BMX, das steht für Bicycle Motocross. Die Sportart entstand Ende der Sechzigerjahre in den USA - mit speziellen, leichten Fahrrädern werden dabei Sprünge und Stunts vollführt. Die Sportler fahren dafür über Rampen in Skateparks oder suchen sich ihre eigenen Hindernisse auf der Straße oder im Gelände. Je nach Länge der Rampen können die Biker so meterhohe Sprünge ausführen. Bei den Sommerspielen 2020 in Tokio wird die Disziplin erstmals olympisch.

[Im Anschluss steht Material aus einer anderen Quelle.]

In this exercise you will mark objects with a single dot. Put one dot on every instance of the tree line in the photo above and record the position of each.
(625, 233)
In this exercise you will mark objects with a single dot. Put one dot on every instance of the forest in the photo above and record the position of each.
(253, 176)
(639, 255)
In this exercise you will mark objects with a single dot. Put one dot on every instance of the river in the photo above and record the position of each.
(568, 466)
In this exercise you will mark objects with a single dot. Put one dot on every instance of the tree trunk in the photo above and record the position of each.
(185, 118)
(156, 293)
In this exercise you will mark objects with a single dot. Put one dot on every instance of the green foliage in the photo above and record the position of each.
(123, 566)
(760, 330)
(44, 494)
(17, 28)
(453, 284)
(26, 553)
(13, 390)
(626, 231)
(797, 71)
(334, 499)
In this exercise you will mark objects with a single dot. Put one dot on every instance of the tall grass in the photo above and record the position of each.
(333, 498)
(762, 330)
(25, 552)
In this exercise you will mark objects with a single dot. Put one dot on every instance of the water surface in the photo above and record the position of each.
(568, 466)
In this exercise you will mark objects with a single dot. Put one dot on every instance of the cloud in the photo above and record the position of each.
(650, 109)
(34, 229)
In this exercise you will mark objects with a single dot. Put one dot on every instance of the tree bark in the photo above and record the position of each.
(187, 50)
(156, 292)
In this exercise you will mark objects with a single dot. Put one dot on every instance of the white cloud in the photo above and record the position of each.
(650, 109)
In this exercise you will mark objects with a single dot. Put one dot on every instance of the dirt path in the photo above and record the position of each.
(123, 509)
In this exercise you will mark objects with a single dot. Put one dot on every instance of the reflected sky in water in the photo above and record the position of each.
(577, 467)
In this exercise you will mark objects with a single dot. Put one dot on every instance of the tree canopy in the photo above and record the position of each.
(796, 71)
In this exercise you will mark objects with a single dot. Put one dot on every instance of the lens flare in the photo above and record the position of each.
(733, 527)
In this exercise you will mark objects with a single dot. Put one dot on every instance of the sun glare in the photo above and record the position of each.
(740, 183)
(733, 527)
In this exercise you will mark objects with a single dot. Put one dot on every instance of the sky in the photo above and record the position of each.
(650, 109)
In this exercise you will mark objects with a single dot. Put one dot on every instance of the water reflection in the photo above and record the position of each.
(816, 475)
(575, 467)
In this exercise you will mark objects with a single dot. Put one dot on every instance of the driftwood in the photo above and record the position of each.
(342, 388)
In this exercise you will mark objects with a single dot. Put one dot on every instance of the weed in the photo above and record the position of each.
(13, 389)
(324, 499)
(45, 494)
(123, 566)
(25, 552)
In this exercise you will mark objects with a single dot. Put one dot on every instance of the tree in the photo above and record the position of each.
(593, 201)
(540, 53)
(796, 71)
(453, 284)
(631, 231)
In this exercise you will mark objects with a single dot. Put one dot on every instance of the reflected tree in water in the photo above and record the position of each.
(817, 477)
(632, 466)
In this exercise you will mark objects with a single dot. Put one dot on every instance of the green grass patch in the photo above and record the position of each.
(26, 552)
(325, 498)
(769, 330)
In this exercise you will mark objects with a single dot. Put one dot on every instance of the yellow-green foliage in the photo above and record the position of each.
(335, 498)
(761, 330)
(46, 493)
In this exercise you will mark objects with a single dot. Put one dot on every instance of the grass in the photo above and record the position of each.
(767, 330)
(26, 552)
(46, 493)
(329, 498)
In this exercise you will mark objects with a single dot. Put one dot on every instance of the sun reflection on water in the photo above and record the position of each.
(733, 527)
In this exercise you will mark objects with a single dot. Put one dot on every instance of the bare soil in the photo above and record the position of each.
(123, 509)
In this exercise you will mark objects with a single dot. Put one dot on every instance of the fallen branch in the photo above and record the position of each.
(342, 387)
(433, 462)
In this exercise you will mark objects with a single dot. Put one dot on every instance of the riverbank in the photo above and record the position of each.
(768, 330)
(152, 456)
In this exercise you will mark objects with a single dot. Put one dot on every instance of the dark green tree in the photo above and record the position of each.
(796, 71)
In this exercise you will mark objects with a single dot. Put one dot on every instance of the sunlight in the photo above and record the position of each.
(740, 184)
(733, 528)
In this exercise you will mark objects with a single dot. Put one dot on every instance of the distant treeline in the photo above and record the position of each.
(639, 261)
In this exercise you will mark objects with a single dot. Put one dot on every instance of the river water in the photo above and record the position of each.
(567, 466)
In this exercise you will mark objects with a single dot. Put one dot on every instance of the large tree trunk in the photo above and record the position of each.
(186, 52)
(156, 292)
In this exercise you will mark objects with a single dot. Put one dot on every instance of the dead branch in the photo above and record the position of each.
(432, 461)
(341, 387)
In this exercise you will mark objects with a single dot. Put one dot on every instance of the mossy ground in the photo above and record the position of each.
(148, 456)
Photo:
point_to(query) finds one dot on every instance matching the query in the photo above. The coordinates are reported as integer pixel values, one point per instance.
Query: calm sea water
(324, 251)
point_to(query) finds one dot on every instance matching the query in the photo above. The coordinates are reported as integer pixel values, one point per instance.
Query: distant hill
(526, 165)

An diesem Wochenende treten beim Munich Mash im Olympiapark zwölf der besten BMX-Fahrer, Wake- und Skateboarder der Welt in getrennten Wettbewerben gegeneinander an. Die Sportler stürzen sich dabei von einem acht Meter hohen Turm in die Tiefe und müssen auf einem Parcours von 100 Metern Länge drei individuell gestaltete Sprünge präsentieren.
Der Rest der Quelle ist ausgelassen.